Both of these were headlines today:

U.S. Supreme Court Overturns Ban On GM Alfalfa [ScienceInsider]

High Court Leaves Ban On Planting Of GE Alfalfa In Place [Civil Eats]

There was much confusion in my Google Reader, but perhaps more so amongst the media coverage, with each side in a major legal battle over genetically modified crops claiming victory.  As so often happens, the excellent online magazine Grist gives us the real story.  The key paragraph is about two-thirds of the way through the article:

“More importantly, the Supreme Court has also now ruled for the very first time that “environmental harm” includes economic effects such as reduced agricultural yield or loss of market due to genetic contamination, as well as the concept of what biologists refer to as “gene flow” (in practice, the idea that genetically engineered material may get into conventional plants through cross-pollination). The Supreme Court now accepts that this phenomenon in and of itself is harmful and illegal under current environment protections.”

I’ve had countless debates about genetically modified crops with my brother, who, being a scientist, is unabashedly pro-technology, in this instance as in most others.  While many members of the food and environmental movements are reflexively anti-GM, to my mind, the real issue is economic, and more than that, it is very real.  Unlike earlier generations of genetically engineered crops, which were typically developed at land-grant institutions and went unpatented, corporate development of GMOs has led to dozens of patented seeds, turning the issue into one of property.  Monsanto has successfully sued numerous farmers who’ve made no error beyond neighboring a farm that plants patented Monsanto seed: because of a natural process called genetic drift, in which seeds are borne by the wind beyond the property line of the farmer who paid for the right to plant those extra-special Monsanto crops, patented, genetically modified crops have grown on farms that never paid for or procured the right to Monsanto’s intellectual property.

In most instances, it is impossible to acquire another’s intellectual property so accidentally, and so we call it piracy and theft and punish such acts.  Although genetic drift is undeniably different from, say, Napster, small farmers that have found themselves pitted against the resources of a massive multinational corporation have fared poorly; such farmers often lack the deep pockets necessary for a protracted legal battle, and there is little precedent upon which to build a case (for a poignant description of one farmer’s failed fight against Monsanto, check out the excellent “Food, Inc.”).  However, now that the Supreme Court has recognized that genetic drift causes harm to farmers, activists have finally been handed a strategy to fight the most immediate deleterious effects of genetically modified crops.  No wonder they are celebrating, no matter how much of the media is reporting a win for Monsanto.
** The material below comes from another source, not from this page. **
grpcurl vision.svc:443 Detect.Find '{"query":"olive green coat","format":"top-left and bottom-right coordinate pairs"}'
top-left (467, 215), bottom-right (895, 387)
In unrelated news: this story is worth a read, disheartening though it may be.  I also encountered today for the first time a publication called n+1, which had some truly fascinating macroeconomic analysis about the impact of the financial crisis upon the distribution of labor and capital in contemporary America.  Although the terms of the analysis are Marxist, its bias is not (given that half of my family tree is composed of exiles from a Communist state, I find it necessary to offer that caveat).  Definitely worth a look-see.